Another reason: The Fed. They continue to tell us why rates need to go higher and then do the opposite. This has been going on for years now. Great central government planning! A June rate hike is now on their agenda. Don’t plan on one happening for the rest of the year.
This is all going on simultaneously while Fed Chairwoman Yellen has been exploring the possibility of negative rates (you pay a bank to hold your savings) here in the U.S.A. I fail to understand why she thinks negative rates will be beneficial after we’ve been suffering with a Zero interest rate policy in place for several years now.
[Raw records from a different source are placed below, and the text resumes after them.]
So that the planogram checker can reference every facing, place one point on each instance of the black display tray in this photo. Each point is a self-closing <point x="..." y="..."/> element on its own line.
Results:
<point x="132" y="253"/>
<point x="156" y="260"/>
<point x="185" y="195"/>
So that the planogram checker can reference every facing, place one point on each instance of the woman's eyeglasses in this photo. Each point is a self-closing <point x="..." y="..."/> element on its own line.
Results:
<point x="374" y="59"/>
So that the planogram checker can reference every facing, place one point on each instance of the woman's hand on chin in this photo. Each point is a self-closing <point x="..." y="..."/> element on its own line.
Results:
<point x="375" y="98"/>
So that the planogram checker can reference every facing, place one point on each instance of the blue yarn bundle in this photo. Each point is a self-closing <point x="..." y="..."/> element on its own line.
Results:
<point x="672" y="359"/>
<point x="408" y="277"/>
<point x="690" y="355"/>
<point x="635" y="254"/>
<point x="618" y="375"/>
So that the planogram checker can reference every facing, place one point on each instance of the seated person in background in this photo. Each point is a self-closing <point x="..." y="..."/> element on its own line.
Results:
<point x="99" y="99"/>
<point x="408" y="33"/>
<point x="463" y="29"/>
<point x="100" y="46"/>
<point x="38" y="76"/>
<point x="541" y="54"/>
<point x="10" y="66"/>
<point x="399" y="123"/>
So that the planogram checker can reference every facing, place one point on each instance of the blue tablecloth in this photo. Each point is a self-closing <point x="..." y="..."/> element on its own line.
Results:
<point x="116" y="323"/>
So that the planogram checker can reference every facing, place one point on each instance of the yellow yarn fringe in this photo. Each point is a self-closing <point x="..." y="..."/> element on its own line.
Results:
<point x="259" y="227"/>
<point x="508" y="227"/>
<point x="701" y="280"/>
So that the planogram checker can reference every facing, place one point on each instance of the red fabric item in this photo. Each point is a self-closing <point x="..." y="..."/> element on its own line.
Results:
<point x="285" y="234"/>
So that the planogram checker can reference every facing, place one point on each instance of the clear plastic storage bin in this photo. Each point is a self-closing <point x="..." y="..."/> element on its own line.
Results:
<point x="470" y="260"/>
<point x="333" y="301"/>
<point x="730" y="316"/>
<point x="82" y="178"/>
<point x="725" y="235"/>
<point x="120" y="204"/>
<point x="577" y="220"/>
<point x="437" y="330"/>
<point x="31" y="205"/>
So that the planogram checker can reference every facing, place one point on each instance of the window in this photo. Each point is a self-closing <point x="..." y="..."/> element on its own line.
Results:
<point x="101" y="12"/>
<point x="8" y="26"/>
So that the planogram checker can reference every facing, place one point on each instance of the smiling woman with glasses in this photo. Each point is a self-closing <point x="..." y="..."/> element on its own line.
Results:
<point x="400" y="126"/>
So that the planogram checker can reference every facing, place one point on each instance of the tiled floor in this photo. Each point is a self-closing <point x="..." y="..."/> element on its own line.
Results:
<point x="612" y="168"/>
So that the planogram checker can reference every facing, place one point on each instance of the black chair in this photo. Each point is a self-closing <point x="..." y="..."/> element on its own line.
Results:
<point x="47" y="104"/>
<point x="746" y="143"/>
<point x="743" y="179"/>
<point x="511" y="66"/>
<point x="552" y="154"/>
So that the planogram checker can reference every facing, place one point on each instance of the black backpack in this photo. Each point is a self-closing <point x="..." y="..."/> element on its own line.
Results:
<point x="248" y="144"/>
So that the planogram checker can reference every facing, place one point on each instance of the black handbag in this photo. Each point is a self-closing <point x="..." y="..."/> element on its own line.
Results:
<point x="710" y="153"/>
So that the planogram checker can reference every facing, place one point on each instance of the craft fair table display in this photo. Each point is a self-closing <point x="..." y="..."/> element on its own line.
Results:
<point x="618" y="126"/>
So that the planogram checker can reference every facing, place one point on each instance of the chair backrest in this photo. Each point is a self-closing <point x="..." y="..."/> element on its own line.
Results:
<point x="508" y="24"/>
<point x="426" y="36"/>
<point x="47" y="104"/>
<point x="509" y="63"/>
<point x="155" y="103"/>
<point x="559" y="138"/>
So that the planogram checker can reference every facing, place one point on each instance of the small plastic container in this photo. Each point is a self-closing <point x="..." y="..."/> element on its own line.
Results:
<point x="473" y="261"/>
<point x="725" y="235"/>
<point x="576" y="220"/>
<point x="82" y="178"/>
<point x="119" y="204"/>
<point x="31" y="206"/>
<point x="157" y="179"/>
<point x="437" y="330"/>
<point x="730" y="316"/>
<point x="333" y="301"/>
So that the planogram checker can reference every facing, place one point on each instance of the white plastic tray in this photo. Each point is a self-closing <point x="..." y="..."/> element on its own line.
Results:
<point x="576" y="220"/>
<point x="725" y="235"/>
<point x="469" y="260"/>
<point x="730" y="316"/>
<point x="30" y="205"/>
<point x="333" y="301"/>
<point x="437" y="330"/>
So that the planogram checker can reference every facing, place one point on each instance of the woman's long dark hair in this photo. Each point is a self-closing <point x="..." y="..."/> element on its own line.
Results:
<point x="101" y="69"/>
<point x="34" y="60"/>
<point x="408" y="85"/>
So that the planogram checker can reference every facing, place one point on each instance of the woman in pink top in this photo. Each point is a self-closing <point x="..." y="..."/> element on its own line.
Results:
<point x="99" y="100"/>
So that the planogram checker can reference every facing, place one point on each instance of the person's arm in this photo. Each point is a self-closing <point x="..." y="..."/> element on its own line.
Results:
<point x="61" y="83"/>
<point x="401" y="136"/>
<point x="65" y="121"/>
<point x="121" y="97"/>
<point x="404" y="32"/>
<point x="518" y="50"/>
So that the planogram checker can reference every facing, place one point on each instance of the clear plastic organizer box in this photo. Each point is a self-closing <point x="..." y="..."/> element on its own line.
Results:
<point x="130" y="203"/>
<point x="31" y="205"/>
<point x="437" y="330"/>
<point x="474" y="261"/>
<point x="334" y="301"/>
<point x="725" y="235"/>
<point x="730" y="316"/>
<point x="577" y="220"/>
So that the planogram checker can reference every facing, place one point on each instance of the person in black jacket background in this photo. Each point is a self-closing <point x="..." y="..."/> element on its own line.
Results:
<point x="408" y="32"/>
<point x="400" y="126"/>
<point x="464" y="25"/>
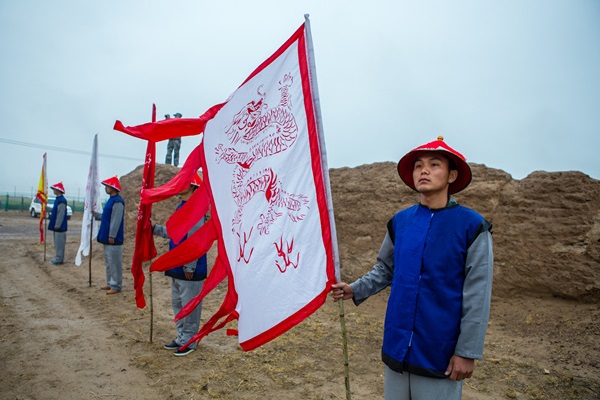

The policy has been a disaster in Japan and Europe so far. The Wall Street Journal writes “Monetary-policy makers, bankers and economists are looking to the experience of Europe and Japan and asking whether subzero rates would boost the U.S. economy.”

“It is a hypothetical question for now; the Federal Reserve has signaled it expects to raise interest rates by a total of half a percentage point this year, not cut them. But with rates just barely above zero, the recovery getting long in the tooth and Fed Chairwoman Janet Yellen saying in February the U.S. central bank was studying the feasibility of using negative rates should it need to give the economy an extra boost, the discussion is hard to avoid.”

Think about this: In Denmark some mortgage holders are benefitting inversely. With negative interest rates, they’re actually receiving interest payments from the banks they initially borrowed from! Over there the banks pay you to borrow and charge you to save. Excellent central bank planning!

We remain very cautious on the outlook for stocks. There are too many scenarios (militarily, politically and economically) developing with very low levels of certainty. This July we have back-to-back conventions: The Republicans in Cleveland and the Democrats in Philadelphia and anything is possible. Unfortunately, it sounds like certain people are going to express their first amendment rights in anything but a peaceful way.

Spring is here, the flowers are blooming and baseball is back. What could be better? Go out and enjoy the day!